No dia 16/10, visitamos Inhotim: o maior museu a céu aberto do mundo. Pela manhã, observamos apenas uma das galerias que existem no local, tirando fotos, realizando desenhos e promovendo debates, conforme indicava o roteiro disponibilizado pelos professores.
Escolha do grupo: Galeria Adriana Varejão
Primeiramente, observamos, por um tempo, a parte externa da galeria, a qual conta com um espelho d'água muito bonito, além de uma espécie de banco com ilustrações e frases. Seguindo por um corredor - o qual funciona como uma transição entre o natural e o artificial, nos deparamos com uma parede quebrada formada por carne. O final do primeiro nível é composto por uma pintura que brinca com a ideia de profundidade, iluminação e movimento da água.
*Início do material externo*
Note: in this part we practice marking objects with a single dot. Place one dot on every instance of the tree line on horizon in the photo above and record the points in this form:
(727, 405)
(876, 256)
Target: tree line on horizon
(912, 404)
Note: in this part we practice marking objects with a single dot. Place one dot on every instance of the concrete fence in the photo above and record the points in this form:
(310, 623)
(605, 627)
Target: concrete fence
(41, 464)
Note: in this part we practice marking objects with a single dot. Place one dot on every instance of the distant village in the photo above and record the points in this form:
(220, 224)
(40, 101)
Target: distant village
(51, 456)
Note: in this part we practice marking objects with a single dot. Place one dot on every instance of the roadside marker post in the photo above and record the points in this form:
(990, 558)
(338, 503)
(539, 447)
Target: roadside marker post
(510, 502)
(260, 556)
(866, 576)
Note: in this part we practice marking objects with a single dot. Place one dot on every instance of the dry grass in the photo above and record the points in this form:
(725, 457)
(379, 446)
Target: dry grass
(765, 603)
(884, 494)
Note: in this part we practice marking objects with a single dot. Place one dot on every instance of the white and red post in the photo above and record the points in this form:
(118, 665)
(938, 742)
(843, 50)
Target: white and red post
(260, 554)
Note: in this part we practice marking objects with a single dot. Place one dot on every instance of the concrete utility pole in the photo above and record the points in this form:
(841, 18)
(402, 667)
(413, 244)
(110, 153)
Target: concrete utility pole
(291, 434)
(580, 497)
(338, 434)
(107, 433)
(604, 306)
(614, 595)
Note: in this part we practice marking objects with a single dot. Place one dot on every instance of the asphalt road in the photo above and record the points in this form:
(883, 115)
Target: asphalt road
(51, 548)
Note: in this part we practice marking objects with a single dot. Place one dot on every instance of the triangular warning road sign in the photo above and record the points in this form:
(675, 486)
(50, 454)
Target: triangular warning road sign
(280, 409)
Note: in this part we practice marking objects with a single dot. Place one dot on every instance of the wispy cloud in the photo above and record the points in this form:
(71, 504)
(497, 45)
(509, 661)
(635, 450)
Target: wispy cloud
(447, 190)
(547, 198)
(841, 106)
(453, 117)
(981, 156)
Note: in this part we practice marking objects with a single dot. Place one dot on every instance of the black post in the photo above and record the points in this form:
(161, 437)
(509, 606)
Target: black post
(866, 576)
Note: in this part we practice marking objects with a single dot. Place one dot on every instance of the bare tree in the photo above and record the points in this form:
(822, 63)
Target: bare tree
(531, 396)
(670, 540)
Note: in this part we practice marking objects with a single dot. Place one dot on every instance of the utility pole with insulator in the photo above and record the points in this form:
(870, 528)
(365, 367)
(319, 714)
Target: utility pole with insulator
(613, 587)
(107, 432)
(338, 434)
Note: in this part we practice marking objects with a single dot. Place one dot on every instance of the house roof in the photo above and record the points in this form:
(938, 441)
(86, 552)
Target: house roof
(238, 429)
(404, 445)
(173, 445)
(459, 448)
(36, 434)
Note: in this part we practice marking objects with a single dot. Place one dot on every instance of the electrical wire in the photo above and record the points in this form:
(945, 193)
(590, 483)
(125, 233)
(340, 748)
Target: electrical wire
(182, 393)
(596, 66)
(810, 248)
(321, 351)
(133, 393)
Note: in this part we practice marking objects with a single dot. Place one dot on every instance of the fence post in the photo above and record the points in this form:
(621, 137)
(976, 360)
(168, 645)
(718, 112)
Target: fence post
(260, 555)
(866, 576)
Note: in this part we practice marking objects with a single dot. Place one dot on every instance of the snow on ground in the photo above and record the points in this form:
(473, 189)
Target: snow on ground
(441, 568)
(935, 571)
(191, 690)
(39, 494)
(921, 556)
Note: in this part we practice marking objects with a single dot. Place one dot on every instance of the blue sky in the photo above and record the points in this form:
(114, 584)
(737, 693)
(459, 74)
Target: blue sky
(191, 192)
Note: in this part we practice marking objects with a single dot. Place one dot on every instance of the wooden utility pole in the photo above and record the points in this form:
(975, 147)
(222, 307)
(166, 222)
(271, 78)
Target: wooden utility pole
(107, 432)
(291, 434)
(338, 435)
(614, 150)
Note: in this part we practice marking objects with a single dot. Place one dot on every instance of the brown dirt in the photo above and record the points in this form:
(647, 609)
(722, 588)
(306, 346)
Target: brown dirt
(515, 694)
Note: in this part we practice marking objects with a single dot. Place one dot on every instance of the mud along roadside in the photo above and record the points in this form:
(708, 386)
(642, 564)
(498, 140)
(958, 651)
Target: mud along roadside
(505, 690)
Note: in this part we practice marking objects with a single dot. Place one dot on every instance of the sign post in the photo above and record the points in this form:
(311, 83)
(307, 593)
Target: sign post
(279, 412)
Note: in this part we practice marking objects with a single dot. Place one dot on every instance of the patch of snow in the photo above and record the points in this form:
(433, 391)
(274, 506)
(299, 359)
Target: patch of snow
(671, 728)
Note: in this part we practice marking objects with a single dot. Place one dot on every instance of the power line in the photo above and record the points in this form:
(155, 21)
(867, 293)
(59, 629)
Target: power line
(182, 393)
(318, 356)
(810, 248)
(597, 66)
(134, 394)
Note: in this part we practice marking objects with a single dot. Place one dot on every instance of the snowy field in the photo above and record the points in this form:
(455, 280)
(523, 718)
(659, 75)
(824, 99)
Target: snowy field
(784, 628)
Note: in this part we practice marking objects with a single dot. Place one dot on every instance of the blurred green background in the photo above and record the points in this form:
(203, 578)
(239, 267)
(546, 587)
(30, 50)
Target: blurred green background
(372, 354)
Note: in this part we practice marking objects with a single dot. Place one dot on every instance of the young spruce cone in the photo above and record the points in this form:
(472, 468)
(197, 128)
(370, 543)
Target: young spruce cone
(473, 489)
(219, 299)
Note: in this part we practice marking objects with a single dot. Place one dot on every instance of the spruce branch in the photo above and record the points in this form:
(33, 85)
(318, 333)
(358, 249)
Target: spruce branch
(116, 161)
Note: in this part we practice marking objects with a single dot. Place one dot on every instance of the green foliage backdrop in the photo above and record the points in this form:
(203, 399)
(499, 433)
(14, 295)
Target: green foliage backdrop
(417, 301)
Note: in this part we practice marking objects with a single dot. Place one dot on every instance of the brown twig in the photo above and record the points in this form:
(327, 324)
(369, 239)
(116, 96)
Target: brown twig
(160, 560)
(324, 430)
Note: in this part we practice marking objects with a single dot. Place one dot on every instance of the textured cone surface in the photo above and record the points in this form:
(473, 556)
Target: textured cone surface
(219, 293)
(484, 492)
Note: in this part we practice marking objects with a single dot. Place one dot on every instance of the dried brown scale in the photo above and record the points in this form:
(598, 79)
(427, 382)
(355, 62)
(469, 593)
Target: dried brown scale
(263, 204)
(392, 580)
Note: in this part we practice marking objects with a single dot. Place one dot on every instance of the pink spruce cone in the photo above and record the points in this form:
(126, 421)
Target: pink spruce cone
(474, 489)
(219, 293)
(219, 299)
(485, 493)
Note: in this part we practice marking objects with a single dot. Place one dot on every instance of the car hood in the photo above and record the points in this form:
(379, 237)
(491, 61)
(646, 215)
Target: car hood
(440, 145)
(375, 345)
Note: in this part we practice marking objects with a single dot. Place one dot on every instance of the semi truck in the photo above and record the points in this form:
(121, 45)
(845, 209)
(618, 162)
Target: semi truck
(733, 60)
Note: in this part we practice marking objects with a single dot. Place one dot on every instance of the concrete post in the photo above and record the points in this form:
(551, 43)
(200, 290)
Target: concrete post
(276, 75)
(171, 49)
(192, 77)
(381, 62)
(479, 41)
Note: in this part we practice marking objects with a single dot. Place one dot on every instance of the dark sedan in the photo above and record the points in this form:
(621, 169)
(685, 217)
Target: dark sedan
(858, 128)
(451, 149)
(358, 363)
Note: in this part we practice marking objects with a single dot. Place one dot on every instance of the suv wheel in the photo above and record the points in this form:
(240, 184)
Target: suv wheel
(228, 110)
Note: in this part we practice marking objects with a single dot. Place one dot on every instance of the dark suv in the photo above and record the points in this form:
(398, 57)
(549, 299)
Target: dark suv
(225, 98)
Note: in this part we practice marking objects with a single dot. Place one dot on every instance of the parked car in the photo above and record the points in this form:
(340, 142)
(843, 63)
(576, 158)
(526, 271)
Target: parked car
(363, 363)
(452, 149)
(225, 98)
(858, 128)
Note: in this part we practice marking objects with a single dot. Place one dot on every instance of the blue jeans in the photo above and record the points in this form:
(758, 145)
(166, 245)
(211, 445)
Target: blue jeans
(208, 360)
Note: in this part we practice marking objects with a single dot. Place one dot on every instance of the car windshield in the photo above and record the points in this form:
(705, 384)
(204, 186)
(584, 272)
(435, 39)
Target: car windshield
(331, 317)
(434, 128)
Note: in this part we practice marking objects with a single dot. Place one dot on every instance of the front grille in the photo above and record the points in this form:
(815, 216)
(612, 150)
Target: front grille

Subindo uma escada, a qual dá acesso ao segundo nível, percebemos uma "mudança de atmosfera", ou seja, um contraste entre as exposições do primeiro nível - carregadas de uma pesada simbologia - e as do segundo - que trasmitiam leveza. Nesse sentido, é válido evidenciar a oposição de cores utilizadas: a parede quebrada era formada por elementos vermelhos, enquanto as paredes do primeiro andar eram brancas com ilustrações azuis.
Por fim, no terraço da galeria em questão, sentimos ainda mais leveza, sensação que remeteu a questões espirituais, em razão do contato com a natureza e dos "bancos" com ilustrações de pássaros - e dos sons desses na realidade.
Desenhos realizados por mim:
Registros de outros locais, galerias e exposições do Inhotim:
Impressões gerais sobre Inhotim
É um lugar mágico! Inicialmente, o mais interessante do local é a diversidade em fauna e flora que ele possui. Ademais, é um museu muito bem cuidado: limpo, organizado e com uma equipe de profissionais capacitados e acolhedores. Possui infraestrutura completa com bebedouros, lixeiras, banheiros e restaurantes diversos. Não menos importante, Inhotim conta com uma variedade de exposições muito interessantes e bem estruturadas. Sem sombra de dúvidas, foi um dos melhores lugares que já fui em minha vida!